Mandy's Musings

Mandy's Musings

Monday, 9 July 2012

An Interview with Cathie Dunn




Today I am delighted to have the wonderful Cathie Dunn, historical fiction and romantic suspense author over for a chat.

Welcome, Cathie, can you tell us what or who inspires your writing?

Thank you, Mandy, for hosting me today. I’m thrilled to be here.

From an early age onwards, I’ve devoured books. I was a huge fan of Enid Blyton’s Famous Five and Adventure series and loved Astrid Lindgren’s Pippi Longstocking (and her independence). Their books inspired my love of adventures.

Later, I discovered the romantic suspense novels of Victoria Holt and Barbara Erskine, the dramatic novels of Daphne du Maurier and the wonderfully exotic historical novels by M M Kaye. By that time, I knew I wanted to write, and historical and romantic suspense / adventure was to be ‘my’ genre.

Have you always written or is it a more recent development?

I started jotting down ‘ideas’ in my late teens, half-hearted attempts that ended up in a drawer. I nagged my mother into buying me a used typewriter and the stories developed. For many years, I didn’t do much more about them, until, in my late 20s, I started all over again. Since then, I’ve completed a Creative Writing course at Lancaster University, as well as short historical courses at other universities. I joined writing and critique groups and learned the value of peer feedback and support, and their brutal honesty. It helped hone my skills in terms of both writing and critical editing.

Which do you enjoy most and why, historical fiction or romantic suspense?

I love both, in different ways, both as a writer and reader. Historical fiction allows you to focus primarily on historical events - both real and fictional. I love writing about political issues, battles and campaigns; I find them fascinating to research. My favourite authors in that field are Sharon Penman and Elizabeth Chadwick.

In romantic suspense, you focus less on the secondary events, but instead on the characters and the intrigue. As a reader, you ‘feel’ the story more, you sense the tension, you experience what the characters go through. You find yourself reading faster and faster, keen to get through it to know what’s about to happen. In writing romantic suspense, you ‘show’ more than you do in generic historical fiction.

Your most recent work is the romantic suspense novella Silent Deception, can you tell us a little about that and where it's available?

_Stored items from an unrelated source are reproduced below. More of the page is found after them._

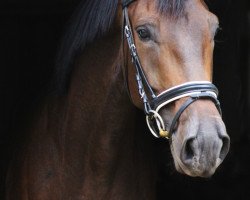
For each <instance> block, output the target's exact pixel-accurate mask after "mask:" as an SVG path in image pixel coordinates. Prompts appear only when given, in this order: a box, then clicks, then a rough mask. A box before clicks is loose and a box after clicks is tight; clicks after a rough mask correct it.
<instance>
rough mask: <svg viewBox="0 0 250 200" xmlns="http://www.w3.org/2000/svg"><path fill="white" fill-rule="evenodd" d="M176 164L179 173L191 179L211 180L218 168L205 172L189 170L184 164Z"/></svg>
mask: <svg viewBox="0 0 250 200" xmlns="http://www.w3.org/2000/svg"><path fill="white" fill-rule="evenodd" d="M174 163H175V169H176V171H177V172H179V173H181V174H184V175H187V176H190V177H201V178H209V177H211V176H212V175H213V174H214V173H215V171H216V168H217V167H214V168H212V169H210V170H209V171H206V172H205V171H203V170H199V169H197V168H195V167H194V168H192V169H190V168H187V167H186V166H185V165H183V164H182V163H178V162H174Z"/></svg>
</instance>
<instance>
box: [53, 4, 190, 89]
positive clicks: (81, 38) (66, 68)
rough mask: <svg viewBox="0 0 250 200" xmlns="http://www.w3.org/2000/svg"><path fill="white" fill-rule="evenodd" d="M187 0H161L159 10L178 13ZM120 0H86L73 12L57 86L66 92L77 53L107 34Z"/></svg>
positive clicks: (159, 10) (183, 5)
mask: <svg viewBox="0 0 250 200" xmlns="http://www.w3.org/2000/svg"><path fill="white" fill-rule="evenodd" d="M184 1H186V0H157V7H158V9H159V12H161V13H168V14H170V15H172V16H178V15H179V14H180V13H181V12H182V10H183V7H184ZM118 4H119V0H82V1H81V3H80V4H79V6H78V8H77V9H76V10H75V12H74V14H73V15H72V17H71V19H70V21H69V25H68V27H67V31H66V33H65V35H64V37H63V38H62V41H61V45H60V47H59V50H58V53H57V58H56V68H55V76H54V77H53V78H54V80H53V84H52V85H53V87H55V88H56V91H57V92H59V93H63V92H64V91H65V89H66V88H67V84H68V82H69V81H68V80H69V77H70V74H71V71H72V67H73V63H74V60H75V58H76V56H77V55H78V54H79V53H80V52H81V51H82V50H83V49H84V48H85V47H86V45H88V44H90V43H91V42H93V41H94V40H95V39H96V38H98V37H101V36H102V35H104V34H105V33H106V32H107V31H108V30H109V29H110V27H111V25H112V23H113V21H114V18H115V15H116V10H117V8H118Z"/></svg>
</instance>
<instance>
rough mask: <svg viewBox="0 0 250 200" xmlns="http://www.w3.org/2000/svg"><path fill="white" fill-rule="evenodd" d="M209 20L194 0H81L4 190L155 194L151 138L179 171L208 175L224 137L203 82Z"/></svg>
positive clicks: (20, 193)
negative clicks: (41, 98) (169, 158)
mask: <svg viewBox="0 0 250 200" xmlns="http://www.w3.org/2000/svg"><path fill="white" fill-rule="evenodd" d="M218 27H219V22H218V19H217V17H216V16H215V15H214V14H212V13H211V12H210V11H209V10H208V8H207V6H206V5H205V3H204V2H203V0H125V1H118V0H113V1H110V0H85V1H82V3H81V4H80V6H79V9H78V10H77V11H76V13H75V14H74V16H73V17H72V22H71V25H70V27H69V29H68V32H67V33H66V35H65V37H64V39H63V43H62V45H61V48H60V50H59V53H58V60H57V65H56V73H55V74H56V77H55V78H56V81H55V82H56V84H55V85H56V88H57V90H56V93H49V94H48V95H47V96H46V98H45V101H44V103H43V104H42V105H41V106H40V107H39V109H38V110H36V111H35V112H34V115H33V119H32V120H31V125H30V126H28V127H27V128H26V129H25V134H23V140H22V142H21V144H20V145H19V148H18V151H17V152H16V153H15V155H13V159H12V161H11V164H10V166H9V170H8V175H7V180H6V188H7V190H6V199H7V200H14V199H15V200H17V199H21V200H28V199H29V200H31V199H35V200H46V199H50V200H51V199H67V200H69V199H74V200H77V199H79V200H80V199H85V200H90V199H110V200H111V199H129V200H138V199H147V200H154V199H156V198H157V197H156V196H157V195H156V185H157V176H158V174H157V166H156V155H155V153H156V151H155V148H156V147H155V145H154V144H155V143H154V142H155V140H163V141H167V140H166V139H168V141H169V145H170V148H171V152H172V157H173V161H174V166H175V168H176V170H177V171H178V172H180V173H182V174H186V175H189V176H193V177H211V176H212V175H213V174H214V173H215V170H216V168H217V167H218V166H219V165H220V164H221V162H222V161H223V159H224V158H225V157H226V155H227V153H228V151H229V145H230V139H229V136H228V135H227V133H226V127H225V125H224V123H223V121H222V118H221V110H220V104H219V101H218V99H217V95H218V90H217V88H216V87H215V85H213V84H212V74H213V73H212V63H213V47H214V36H215V34H216V30H217V29H218ZM143 111H144V113H145V115H146V122H144V124H145V125H148V130H146V129H144V128H141V127H144V125H140V123H141V120H140V119H141V118H142V116H143V115H142V114H141V113H143ZM150 132H151V133H152V135H151V134H149V133H150ZM155 137H156V138H160V139H156V138H155ZM165 145H168V143H167V142H166V144H165ZM165 156H167V155H165Z"/></svg>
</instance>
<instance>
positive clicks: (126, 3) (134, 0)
mask: <svg viewBox="0 0 250 200" xmlns="http://www.w3.org/2000/svg"><path fill="white" fill-rule="evenodd" d="M134 1H135V0H123V1H122V9H124V8H126V7H128V6H129V5H130V4H131V3H133V2H134Z"/></svg>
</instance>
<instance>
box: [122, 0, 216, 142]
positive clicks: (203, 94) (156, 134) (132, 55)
mask: <svg viewBox="0 0 250 200" xmlns="http://www.w3.org/2000/svg"><path fill="white" fill-rule="evenodd" d="M134 1H135V0H123V1H122V9H123V27H122V28H123V31H124V33H123V34H124V35H125V37H126V39H127V44H128V47H129V50H130V54H131V57H132V62H133V64H134V66H135V70H136V81H137V86H138V92H139V95H140V97H141V99H142V101H143V105H144V112H145V114H146V121H147V125H148V127H149V130H150V131H151V133H152V134H153V135H154V136H155V137H157V138H159V137H163V138H167V139H169V138H170V137H171V136H172V134H173V132H174V129H175V127H176V123H177V121H178V119H179V118H180V116H181V114H182V113H183V112H184V110H185V109H186V108H187V107H188V106H189V105H191V104H192V103H194V102H195V101H196V100H198V99H201V98H206V99H211V100H212V101H213V102H214V104H215V106H216V108H217V109H218V111H219V113H220V114H221V108H220V102H219V101H218V99H217V96H218V89H217V88H216V86H215V85H213V84H212V83H211V82H208V81H195V82H187V83H184V84H181V85H177V86H175V87H172V88H170V89H167V90H165V91H164V92H162V93H161V94H159V95H156V94H155V92H154V90H153V89H152V87H151V86H150V84H149V82H148V80H147V77H146V75H145V73H144V71H143V69H142V66H141V63H140V59H139V56H138V53H137V50H136V46H135V42H134V37H133V31H132V28H131V24H130V21H129V16H128V6H129V5H130V4H131V3H133V2H134ZM145 89H146V90H145ZM146 91H147V92H146ZM148 95H150V98H149V97H148ZM184 97H189V98H188V99H187V100H186V101H185V102H184V103H183V104H182V106H181V107H180V108H179V110H178V111H177V113H176V114H175V116H174V118H173V120H172V122H171V125H170V128H169V130H168V131H167V130H166V126H165V123H164V121H163V119H162V117H161V115H160V114H159V111H160V110H161V108H163V107H164V106H166V105H168V104H170V103H172V102H174V101H176V100H179V99H181V98H184Z"/></svg>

Back in early May, I spotted a call for submissions for suspense novellas from a major romance publisher. The deadline was two weeks later. I took the challenge.

Trying my best, I managed a first draft in that time, but it wasn’t anywhere near the standard I’d wanted to submit. So I decided to self-publish the novella, re-wrote it, ran it past my critique partners who duly tore it to shreds, and eventually I ended up with a version I was happy with.

Silent Deception is a romantic suspense set in Victoria Cornwall, the first time I used a location I haven’t visited. Yet. The novella is currently available as an ebook on Amazon only.

What is the most useful piece of advice you have ever been given in life, regarding writing or anything else?

What an interesting question. I think it would be: ‘Be true to yourself.’ This can be taken both for life in general as well as for writing.

I’ve seen writers change their style to try fit into a specific publisher’s box, only to fail again and again. Sometimes, you can’t force it. If it doesn’t sound like your natural voice, it doesn’t ring true. Go back, start again, and listen to your intuition. Often, writers can find their inspiration again and discover a small change can make a difference.

What is the one piece of useful advice you would give to an aspiring writer?

Don’t give up! This business can break you, so you’ll need to develop a thick skin. (I know, easier said than done. I’ve been there.) Not finding the right publisher, low sales, poor reviews all put a damper on our feeling of proud achievement as our book is released.

Provided you novel is well-written, edited many times over, proofread, with a quality cover and interesting plot, you should not feel bad about it at all. It’s an incredible feat, so continue to feel proud about it.

Over the years, I’ve heard many writer friends ask: ‘What’s the point? I might just as well give up.’
My response to that is: ‘You love to write? People enjoy to read your books? Then that’s all that matters.’

Are you working on anything at the moment?

I’m currently working on two projects. One is a medieval Scottish romance novella, the other a full-length contemporary suspense set in Idaho, US. Switching from historical to contemporary has its challenges, but I’m ready to face them. And then, of course, I must get to the sequel to Dark Deceit.

Busy days and nights ahead.

Thanks so much for stopping by, Cathie!

 Thanks very much for having me here today.